I am a lamp, I am a candle, light
To straggling pilgrims on the darkened road.
He will know when to lift His bushel,
He will know when to move His hand.
It is His light I tend and wait for day.
This poem won a Highly Commended award in the 2007 Tom Howard/John H. Reid Poetry Contest sponsored by Tom Howard Books. Author Rollin Lasseter received a $70 award. Winning Writers assists this contest. Copyright is reserved to the author.
About Rollin Lasseter
Rollin A. Lasseter retired in 2003 from the English faculty of the University of Dallas. He graduated Summa Cum Laude from Vanderbilt University, and attended Yale University as a Woodrow Wilson Fellow, where he received his M.A. and Ph.D. His dissertation was on W.B. Yeats. He was Director of the Honors Program at the University of Kentucky, where he received the Great Teacher Award twice. He was given tenure in the English Department at North Carolina State University. He did post-graduate work at the University of Notre Dame, and taught at St. Mary's College, South Bend, Indiana University at South Bend before joining the English faculty in 1992 at the University of Dallas. He designed a program for teaching poetry and composition for high school students which is now used in several private and parochial schools.

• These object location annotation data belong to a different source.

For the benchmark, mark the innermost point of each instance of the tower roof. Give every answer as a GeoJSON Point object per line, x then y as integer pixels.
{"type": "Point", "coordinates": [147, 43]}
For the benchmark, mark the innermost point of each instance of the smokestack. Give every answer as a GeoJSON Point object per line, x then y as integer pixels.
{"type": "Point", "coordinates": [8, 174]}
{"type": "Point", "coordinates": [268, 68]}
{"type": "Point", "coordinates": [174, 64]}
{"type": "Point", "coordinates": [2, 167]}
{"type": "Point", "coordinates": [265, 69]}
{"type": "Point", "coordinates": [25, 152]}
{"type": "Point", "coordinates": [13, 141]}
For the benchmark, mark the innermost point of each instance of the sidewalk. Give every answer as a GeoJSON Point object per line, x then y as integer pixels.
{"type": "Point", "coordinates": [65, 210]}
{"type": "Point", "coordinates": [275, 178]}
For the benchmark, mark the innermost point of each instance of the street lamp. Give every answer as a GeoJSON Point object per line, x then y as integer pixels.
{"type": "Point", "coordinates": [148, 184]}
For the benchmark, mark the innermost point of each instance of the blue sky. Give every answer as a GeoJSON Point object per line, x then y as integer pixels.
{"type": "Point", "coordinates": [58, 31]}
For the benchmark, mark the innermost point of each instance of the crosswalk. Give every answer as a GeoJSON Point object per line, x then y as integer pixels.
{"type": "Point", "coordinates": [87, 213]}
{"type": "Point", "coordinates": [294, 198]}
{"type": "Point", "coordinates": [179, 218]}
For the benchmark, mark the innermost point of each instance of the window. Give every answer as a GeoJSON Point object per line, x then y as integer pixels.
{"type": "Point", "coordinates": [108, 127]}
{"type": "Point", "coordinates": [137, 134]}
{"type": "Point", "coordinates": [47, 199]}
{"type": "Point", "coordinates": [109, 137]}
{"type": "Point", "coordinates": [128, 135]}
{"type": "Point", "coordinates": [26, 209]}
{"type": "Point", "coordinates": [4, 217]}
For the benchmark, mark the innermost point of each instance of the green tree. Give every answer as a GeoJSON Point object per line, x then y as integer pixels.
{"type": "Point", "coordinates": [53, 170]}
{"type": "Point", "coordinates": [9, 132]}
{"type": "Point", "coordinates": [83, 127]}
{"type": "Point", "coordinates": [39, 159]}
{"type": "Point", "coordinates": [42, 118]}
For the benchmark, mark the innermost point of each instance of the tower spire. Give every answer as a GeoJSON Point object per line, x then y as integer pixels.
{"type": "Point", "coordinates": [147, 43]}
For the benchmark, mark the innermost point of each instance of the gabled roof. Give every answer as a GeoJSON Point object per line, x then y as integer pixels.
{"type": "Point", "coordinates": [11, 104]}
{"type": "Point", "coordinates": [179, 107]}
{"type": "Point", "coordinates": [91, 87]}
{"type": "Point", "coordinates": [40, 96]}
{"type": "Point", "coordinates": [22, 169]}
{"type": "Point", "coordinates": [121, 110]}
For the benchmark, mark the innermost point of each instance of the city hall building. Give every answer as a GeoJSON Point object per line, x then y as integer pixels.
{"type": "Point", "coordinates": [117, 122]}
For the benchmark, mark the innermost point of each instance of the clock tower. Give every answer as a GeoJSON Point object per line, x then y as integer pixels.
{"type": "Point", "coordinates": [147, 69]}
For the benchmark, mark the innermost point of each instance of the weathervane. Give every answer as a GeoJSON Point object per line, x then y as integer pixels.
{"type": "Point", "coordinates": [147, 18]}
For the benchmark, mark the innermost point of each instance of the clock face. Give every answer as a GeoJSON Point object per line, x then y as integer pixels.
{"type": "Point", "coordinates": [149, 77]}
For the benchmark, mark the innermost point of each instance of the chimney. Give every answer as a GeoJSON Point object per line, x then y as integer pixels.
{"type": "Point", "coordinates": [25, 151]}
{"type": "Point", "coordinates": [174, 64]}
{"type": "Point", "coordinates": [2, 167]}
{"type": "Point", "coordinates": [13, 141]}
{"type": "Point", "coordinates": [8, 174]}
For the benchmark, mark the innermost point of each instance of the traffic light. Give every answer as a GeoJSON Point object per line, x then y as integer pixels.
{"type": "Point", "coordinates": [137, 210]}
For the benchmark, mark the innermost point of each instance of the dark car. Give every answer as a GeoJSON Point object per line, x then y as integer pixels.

For several years he taught Latin, Ancient History and Literature, and English Composition at an exemplary secondary school, Trinity School at Greenlawn, which his six children attended. He was Director of Curriculum at an independent Catholic school and continues as a consultant for curriculum. He is currently general editor and primary writer for a series of history textbooks for jr. high and high school students, the Catholic Schools Textbook Project.